PDF Parse

Parse PDF files and extract text content with enhanced AI-friendly formatting

Actions2

- Parse PDF
- Convert to Image

Overview

This node parses PDF files to extract their text content or convert PDF pages into images. It supports input PDFs from either binary data within the workflow or by fetching from a URL. The node offers multiple text formatting styles optimized for different use cases, including AI-friendly raw text and visually structured layouts.
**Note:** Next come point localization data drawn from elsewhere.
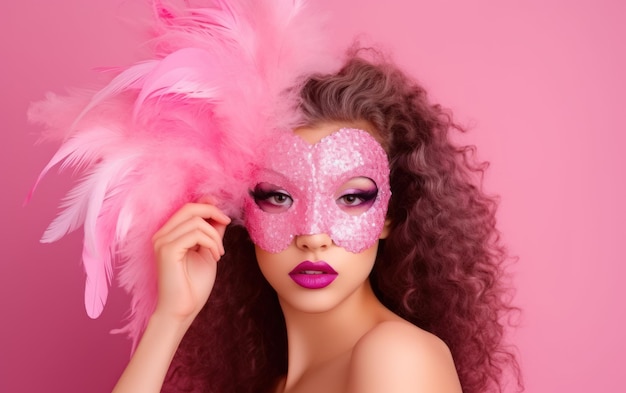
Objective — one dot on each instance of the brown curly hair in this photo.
(440, 268)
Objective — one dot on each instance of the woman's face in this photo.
(316, 212)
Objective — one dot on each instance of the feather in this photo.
(185, 123)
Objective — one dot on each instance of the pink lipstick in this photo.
(313, 275)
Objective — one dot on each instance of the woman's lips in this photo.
(313, 275)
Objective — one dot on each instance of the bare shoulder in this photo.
(396, 356)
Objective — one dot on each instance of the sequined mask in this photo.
(301, 189)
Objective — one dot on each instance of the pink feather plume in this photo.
(173, 128)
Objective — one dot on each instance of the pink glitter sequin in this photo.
(311, 175)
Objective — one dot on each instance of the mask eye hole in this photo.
(271, 198)
(356, 195)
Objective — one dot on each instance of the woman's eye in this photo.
(279, 199)
(357, 199)
(271, 199)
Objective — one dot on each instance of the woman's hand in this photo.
(187, 249)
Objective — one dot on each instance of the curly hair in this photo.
(441, 267)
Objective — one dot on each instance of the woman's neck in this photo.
(317, 338)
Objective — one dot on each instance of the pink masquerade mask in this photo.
(338, 186)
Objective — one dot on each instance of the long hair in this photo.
(441, 267)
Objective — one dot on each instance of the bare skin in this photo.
(342, 340)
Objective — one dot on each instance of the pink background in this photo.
(540, 82)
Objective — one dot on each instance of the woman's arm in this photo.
(397, 357)
(187, 249)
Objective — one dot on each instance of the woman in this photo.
(374, 326)
(362, 256)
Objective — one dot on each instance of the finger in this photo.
(189, 210)
(177, 248)
(191, 225)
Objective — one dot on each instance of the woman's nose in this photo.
(313, 242)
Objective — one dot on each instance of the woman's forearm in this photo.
(148, 366)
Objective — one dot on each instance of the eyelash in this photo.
(363, 198)
(273, 199)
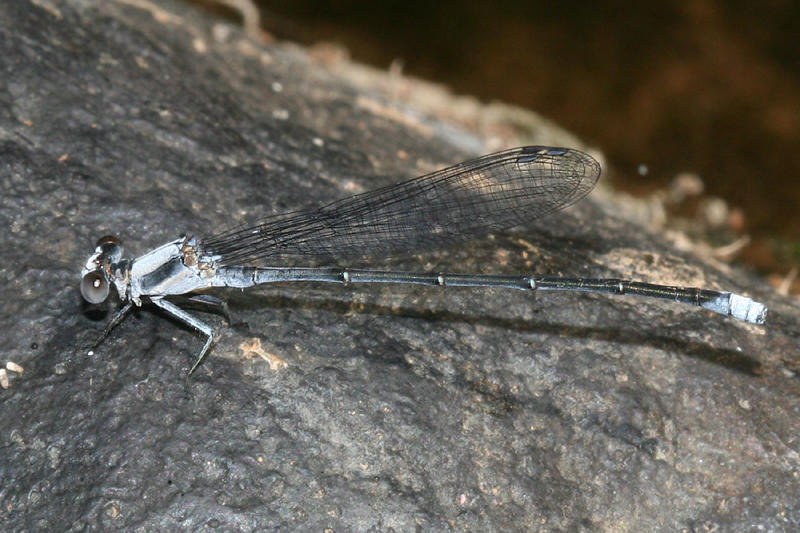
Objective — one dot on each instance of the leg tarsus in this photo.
(176, 312)
(220, 306)
(118, 317)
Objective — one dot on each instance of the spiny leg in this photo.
(220, 306)
(188, 319)
(118, 317)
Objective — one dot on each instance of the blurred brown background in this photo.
(707, 87)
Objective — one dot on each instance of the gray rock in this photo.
(384, 409)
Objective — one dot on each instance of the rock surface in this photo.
(346, 408)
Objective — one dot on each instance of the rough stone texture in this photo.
(397, 410)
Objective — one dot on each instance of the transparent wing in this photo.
(487, 194)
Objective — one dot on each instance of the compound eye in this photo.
(94, 287)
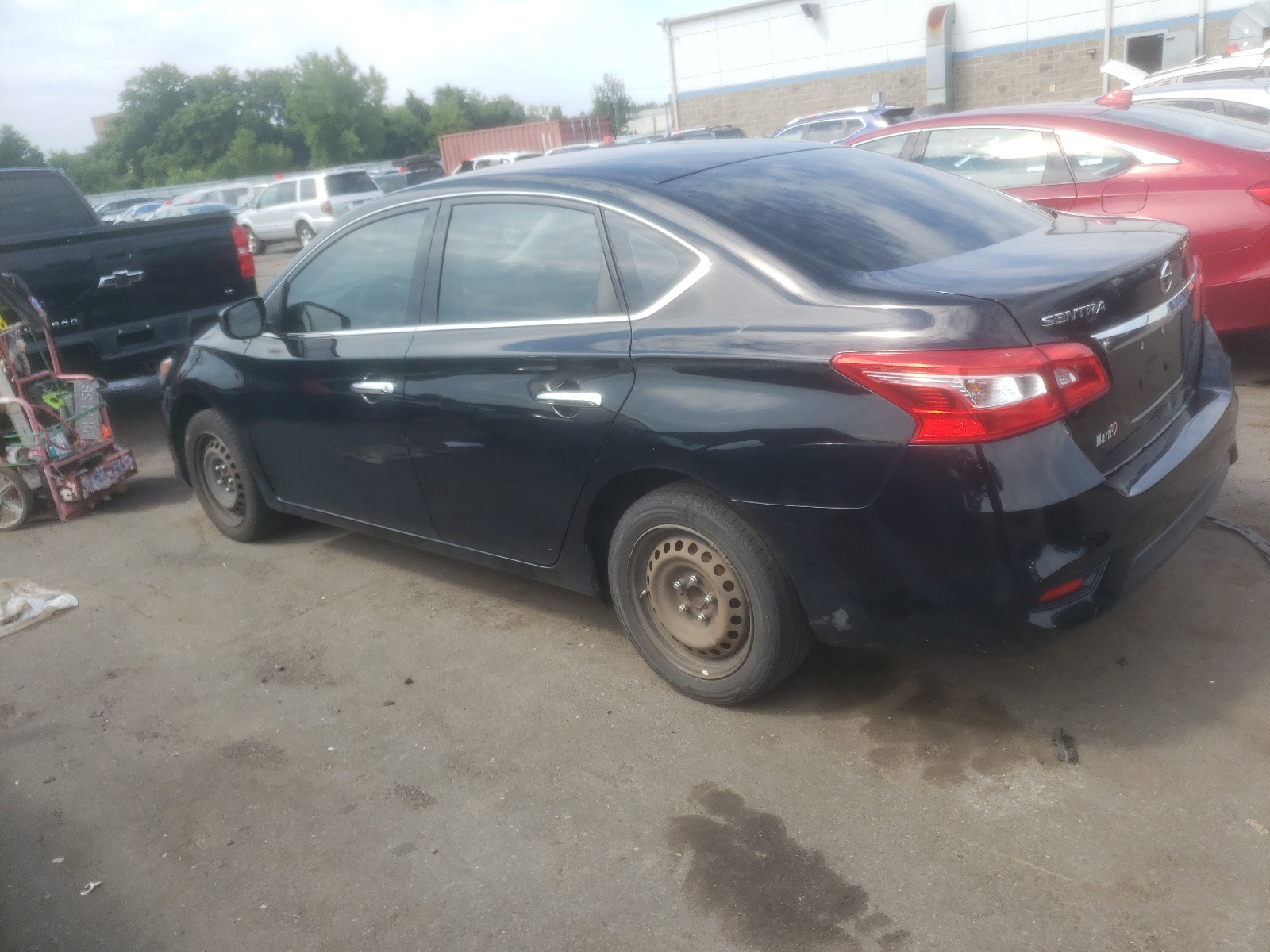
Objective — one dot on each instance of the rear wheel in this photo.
(222, 482)
(17, 501)
(702, 597)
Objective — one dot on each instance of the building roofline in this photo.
(738, 8)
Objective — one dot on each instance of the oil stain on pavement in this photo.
(768, 892)
(914, 719)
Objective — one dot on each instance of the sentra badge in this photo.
(1077, 314)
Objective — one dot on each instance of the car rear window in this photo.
(349, 183)
(1187, 122)
(835, 209)
(38, 203)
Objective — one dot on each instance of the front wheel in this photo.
(17, 501)
(704, 598)
(222, 482)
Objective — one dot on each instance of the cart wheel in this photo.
(17, 501)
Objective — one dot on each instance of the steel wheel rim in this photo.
(12, 511)
(673, 566)
(220, 475)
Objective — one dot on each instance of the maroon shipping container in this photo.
(526, 137)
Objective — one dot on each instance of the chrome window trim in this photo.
(1143, 155)
(691, 278)
(1121, 334)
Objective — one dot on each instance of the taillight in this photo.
(977, 397)
(1261, 192)
(247, 263)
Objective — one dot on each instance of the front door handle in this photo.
(372, 389)
(571, 397)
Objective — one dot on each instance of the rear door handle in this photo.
(121, 278)
(569, 397)
(371, 389)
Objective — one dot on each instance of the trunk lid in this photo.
(1122, 287)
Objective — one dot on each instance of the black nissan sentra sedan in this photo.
(753, 393)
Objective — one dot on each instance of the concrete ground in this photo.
(333, 743)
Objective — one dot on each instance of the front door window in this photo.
(360, 282)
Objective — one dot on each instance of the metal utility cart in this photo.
(55, 436)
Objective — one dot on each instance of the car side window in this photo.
(1248, 112)
(1094, 159)
(514, 260)
(649, 262)
(887, 145)
(361, 281)
(827, 131)
(991, 156)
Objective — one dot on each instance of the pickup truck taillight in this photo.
(976, 397)
(247, 263)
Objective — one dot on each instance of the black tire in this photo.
(730, 626)
(222, 480)
(17, 501)
(254, 245)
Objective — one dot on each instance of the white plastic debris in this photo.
(25, 603)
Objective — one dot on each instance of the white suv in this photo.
(298, 209)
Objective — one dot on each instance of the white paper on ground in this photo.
(25, 603)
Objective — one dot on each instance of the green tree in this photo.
(17, 152)
(90, 171)
(337, 108)
(245, 156)
(609, 98)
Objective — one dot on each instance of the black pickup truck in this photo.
(120, 298)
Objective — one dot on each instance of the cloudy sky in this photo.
(64, 61)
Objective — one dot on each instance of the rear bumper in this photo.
(963, 543)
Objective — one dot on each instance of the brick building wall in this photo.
(1048, 74)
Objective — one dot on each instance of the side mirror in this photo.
(244, 319)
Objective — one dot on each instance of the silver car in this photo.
(1240, 99)
(298, 207)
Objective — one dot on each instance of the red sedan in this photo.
(1206, 171)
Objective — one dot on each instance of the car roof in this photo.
(639, 165)
(836, 113)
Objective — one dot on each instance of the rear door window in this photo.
(1248, 112)
(991, 156)
(362, 281)
(651, 263)
(1094, 159)
(887, 145)
(512, 260)
(348, 183)
(37, 203)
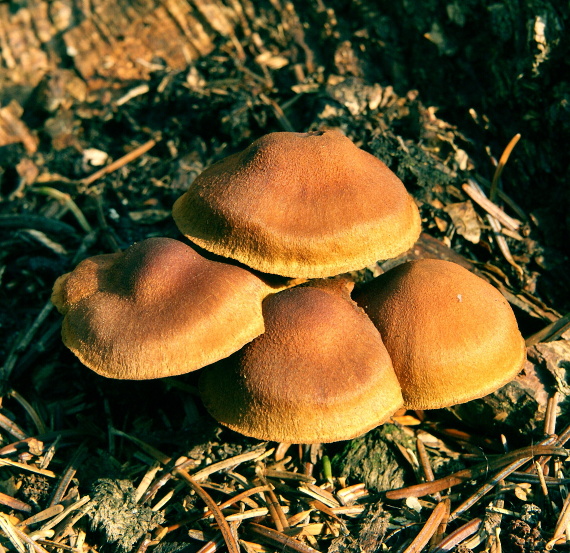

It can also split extracted text by pages and optionally include PDF metadata.

Common scenarios where this node is beneficial include:

Extracting readable text from invoices, reports, or contracts stored as PDFs.
Preparing PDF text for further processing with AI or text analysis tools.
Converting PDF pages into images for preview or archival purposes.
Fetching and parsing remote PDF documents dynamically via URLs.

Practical examples:

Automatically extracting purchase order details from PDF attachments in emails.
Converting multi-page PDF brochures into PNG images for web display.
Parsing scanned PDF reports and cleaning up text layout for natural language processing.

Properties

Name	Meaning
Operation	Choose between "Parse PDF" (extract text content) or "Convert to Image" (convert PDF pages to JPG/PNG images).
PDF Source	Select the source of the PDF file: "Binary Data" (from workflow binary property) or "URL" (fetch PDF from a web address).
Binary Property	Name of the binary property containing the PDF file (required if source is "Binary Data").
URL	URL of the PDF file to parse (required if source is "URL").
Output Property Name	Name of the property where the extracted content or image info will be stored in the output JSON.
Additional Options	Collection of optional settings:
- Max Pages	Maximum number of pages to parse or convert (0 means all pages).
- Page Range Start	Starting page number (1-based) for parsing or conversion.
- Page Range End	Ending page number (0 means last page).
- Text Formatting	Style of text formatting for extracted content when parsing: • Raw (best for AI) • Smart Layout • Minimal Cleanup • Visual Layout • Structured • Compact
- Include Metadata	Whether to include PDF metadata (like author, creation date) in the output.
- Split by Pages	Whether to split the extracted text output into an array of page texts instead of a single string.
- Version	PDF.js library version used for parsing (default "v1.10.100").
- Image Format	(For conversion operation) Output image format: PNG (with transparency) or JPEG (smaller size).
- DPI (Resolution)	(For conversion) Dots per inch for image quality; higher values produce better quality but larger files (range 72–600).
- Width	(For conversion) Image width in pixels; 0 means auto based on DPI.
- Height	(For conversion) Image height in pixels; 0 means auto based on DPI.
- Preserve Aspect Ratio	(For conversion) Maintain original aspect ratio when resizing images.

Output

For Parse PDF operation:
- Outputs JSON with the extracted text stored under the specified output property name.
- If "Split by Pages" is enabled, the output property contains an array of strings, each representing one page's text.
- Optionally includes PDF metadata under pdfMetadata if enabled.
- Also includes summary stats like total pages, text length, and word count under numPages and pdfStats.
- Binary data from input is preserved in output.
For Convert to Image operation:
- Outputs JSON with an array of objects describing each converted page image, including page number, dimensions, file size, format, and reference to binary data property.
- Binary data properties contain base64-encoded image data with appropriate MIME types and filenames.
- Each image corresponds to one PDF page converted according to specified options.

Dependencies

Uses the pdf-parse library for extracting text content from PDFs.
Uses the pdf2pic library for converting PDF pages to images.
Requires network access if fetching PDFs from URLs.
No special environment variables are needed beyond standard n8n credentials for HTTP requests if URL source is used.

Troubleshooting

Common issues:
- Empty or unreadable PDF input: Ensure the binary property or URL points to a valid PDF file.
- Invalid URL format or inaccessible URL: Verify the URL is correct and reachable.
- File not recognized as PDF: Input must start with "%PDF" header.
- Conversion failures for specific pages: May occur due to corrupted pages or unsupported content; these pages are skipped with warnings.
Error messages:
- "URL is required when source is set to URL": Provide a valid URL.
- "Invalid URL format": Check URL syntax.
- "Failed to fetch PDF from URL": Network or permission issue accessing the URL.
- "PDF file is empty or could not be read": Input PDF data is missing or corrupted.
- "File does not appear to be a valid PDF": Input file is not a proper PDF document.
- "Image conversion failed": Problem during image generation; check parameters and PDF integrity.
To resolve errors, verify inputs, ensure network connectivity, and confirm PDF validity before running the node.